Появился какой-то лысый мужчина, опасливо присел на скамью и сообщил:

— Меня попечитель прислал. — Джайрадж и бровью не повел: подобрав с полу кусок багета, он со звоном отпиливал от него планку нужной длины.

Внезапно мой дядя спросил:

— Когда будет готово?

Пока Джайрадж собирался с ответом, лысый мужчина повторил четвертый раз:

— Меня попечитель прислал.

Джайрадж, воспользовавшись этой минутой, крикнул молодому человеку, который стоял, прислонясь к велосипеду:

— Завтра в час дня. — Тот вскочил на велосипед и уехал.

Лысый опять затянул:

— Меня попечитель…

Джайрадж взглянул на моего дядю и сказал:

— А это смотря по тому, когда вам нужно.

Лысый сказал:

— Попечитель… завтра уезжает в Тирупати… и требует…

Джайрадж не дал ему закончить фразу:

— Требует меня к себе? Передай ему, что мне недосуг пускаться в паломничество.

— Нет-нет, он требует свою карточку.

— Что за спех? Получит, когда вернется из Тирупати…

Лысый опешил.

А тут подошла женщина с корзиной на боку, продававшая листья бетеля, и спросила:

— Ребеночка-то мне когда принести?

— Это как повитуха скажет, — ответил Джайрадж. Она покраснела, накинула конец сари на голову, чтобы спрятать лицо, и засмеялась. — Завтра в три часа.
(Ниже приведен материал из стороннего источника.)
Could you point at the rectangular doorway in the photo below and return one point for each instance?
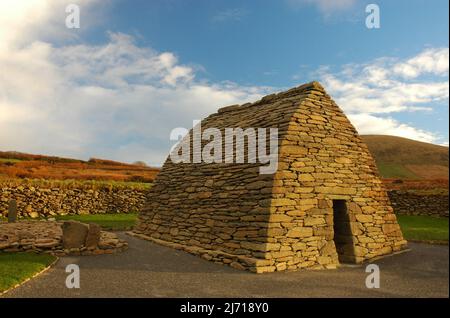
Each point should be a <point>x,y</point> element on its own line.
<point>343,237</point>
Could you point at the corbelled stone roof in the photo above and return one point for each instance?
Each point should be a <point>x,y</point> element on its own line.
<point>325,203</point>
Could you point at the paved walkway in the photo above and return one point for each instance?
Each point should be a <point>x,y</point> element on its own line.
<point>150,270</point>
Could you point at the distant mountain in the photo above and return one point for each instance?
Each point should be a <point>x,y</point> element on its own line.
<point>396,158</point>
<point>402,158</point>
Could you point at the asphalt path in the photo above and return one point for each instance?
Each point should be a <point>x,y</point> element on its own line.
<point>150,270</point>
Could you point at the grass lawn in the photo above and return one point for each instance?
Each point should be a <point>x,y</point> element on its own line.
<point>16,267</point>
<point>115,222</point>
<point>424,228</point>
Наряди его получше. Надень на него все украшения, какие найдешь, да смотри не опоздай. Если опоздаешь, солнца не будет, а значит, и фото не будет. И непременно принеси две рупии, в кредит не работаем, а остальное отдашь, когда придешь получать свое фото в рамке.

— Ох, неужели же вы мне и настолько не поверите?
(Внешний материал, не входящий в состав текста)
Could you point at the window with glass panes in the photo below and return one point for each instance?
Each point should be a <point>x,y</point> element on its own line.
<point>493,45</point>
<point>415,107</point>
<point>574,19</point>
— Не спорь, у меня так заведено, и все тут. Если я захочу купить у тебя листьев бетеля, я ведь за них сразу заплачу, вот так же и с других требую.
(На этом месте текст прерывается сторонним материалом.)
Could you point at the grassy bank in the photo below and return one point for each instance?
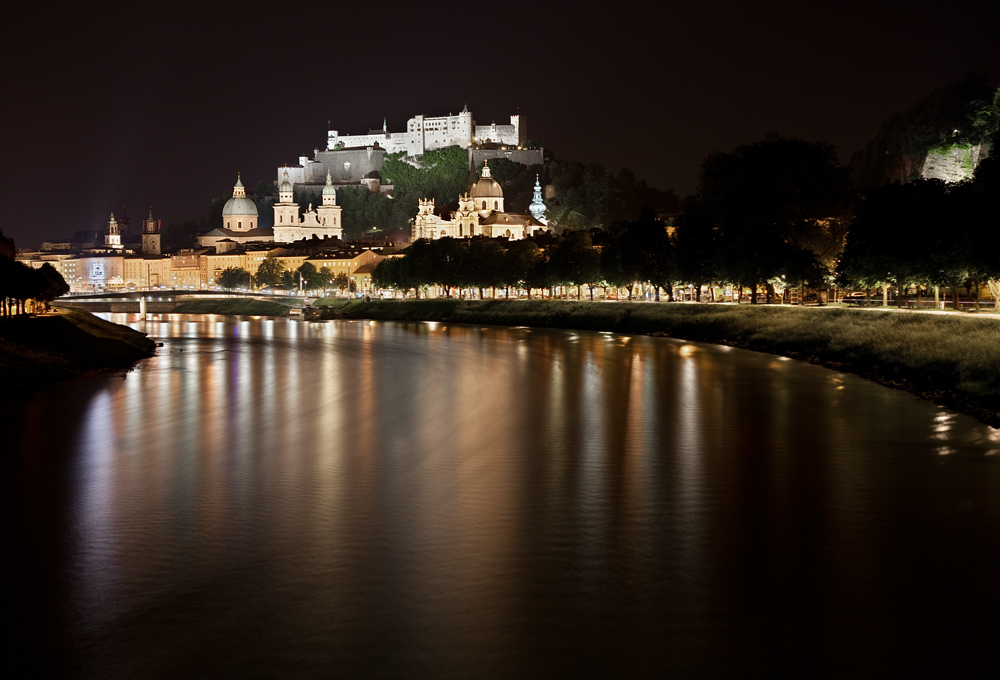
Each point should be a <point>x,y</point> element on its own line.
<point>234,306</point>
<point>67,344</point>
<point>952,360</point>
Она ушла, посмеиваясь, а Джайрадж сказал, ни к кому в особенности не обращаясь:

— Каждые десять месяцев рожает по ребенку. Мать одна и та же, чего нельзя сказать про отца. — Все засмеялись его шутке. — Не мое дело устанавливать отцовство. Я, когда просят, делаю снимок и вставляю его в рамку, вот и все.

Неожиданно мой дядя спросил:

— А вы можете выполнить мой заказ прямо сейчас, чтобы я мог забрать его?

— Нет, — живо отозвался Джайрадж. — Не до полуночи же мне сидеть за работой.

— Почему? Вы же сказали…

— Ну да, сказал и еще раз скажу: сделаю, если вы прикажете. Будете дожидаться?

Дядя, совсем сбитый с толку, ответил:

— Нет, не могу. Мне нужно поспеть в храм. — И печально задумался над своим нерушимым расписанием: молитвы — размышления — еда — сон.

— Сейчас пять часов. Работа ваша займет два часа — клей должен высохнуть. На это нужно время. Но прежде чем я возьмусь за ваш заказ, вон видите, рядом с вами человек, сегодня череп у него блестит, а когда-то была шевелюра, что твоя циновка из кокосового волокна. — Он кивнул в сторону лысого мужчины, все еще дожидавшегося ответа для попечителя, и продолжал на тему о лысых: — Как-то утром, лет десять назад, когда он заказывал мне рамку для портрета Брахмы-создателя, я заметил у него на макушке плешь. Хорошо, что человек не знает, как выглядит его макушка, а я ему ни слова не сказал, чтобы не загрустил и не раздумал жениться. Причины, почему люди лысеют, никому не ведомы, это как жизнь и смерть. Бог дал волосы, бог и взял — значит, в другом месте понадобились, только и всего.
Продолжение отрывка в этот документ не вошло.